No dito “carrocel de emoções” que caracteriza Marilyn, por trás do espelho, Anna Sant’Anna desdobra-se entre os múltiplos papéis de Norma Jeane/Marilyn. Da criança abandonada e abusada à estrela em declínio, passando pelos papéis de dumb blonde com que conquistou as telas, ao mesmo tempo que a tornavam no símbolo sexual de uma América a antecipar a revolução sexual vindoura, na sua composição da lenda de Hollywood, Anna oferece não “a imagem da ‘loira burra’, mas a da mulher que lutou muito para sair desse estigma e ser vista como inteligente e como excelente atriz”.

Embora a imagem da sex symbol continue muito presente no imaginário de várias gerações, a Marilyn para lá do mito continua a ser um enigma por decifrar. Se, é certo, isso interessou a Anna Sant’Ana ao longo de tantos anos de pesquisa, a atriz não deixa de sublinhar a importância que ela teve na subversão de vários estereótipos sobre o papel da mulher, ao mesmo tempo que os estúdios lhe impunham outros. Algo bastante sublinhado no espetáculo é “a questão de, ao assumir a sua liberdade sexual, Marilyn ser extremamente objetificada” e vítima constante de relações abusivas, “como se essa liberdade sexual desse direito a ser usada e manipulada como um objeto pelos homens”.

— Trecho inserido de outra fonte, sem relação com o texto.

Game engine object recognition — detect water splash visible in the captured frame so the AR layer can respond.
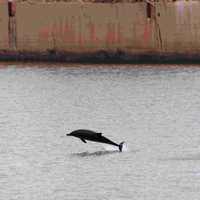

Depois de dois anos de digressão por Rio de Janeiro, São Paulo, Fortaleza e Brasília, e ter sido distinguido, em 2022, como melhor monólogo e melhor texto original nos Prémios Cenym, atribuídos pela Academia de Artes no Teatro do Brasil, o espetáculo sobe agora ao palco da Sala Estúdio do Teatro da Trindade, permanecendo em cena até 22 de dezembro, com récitas de quarta a domingo às 19 horas.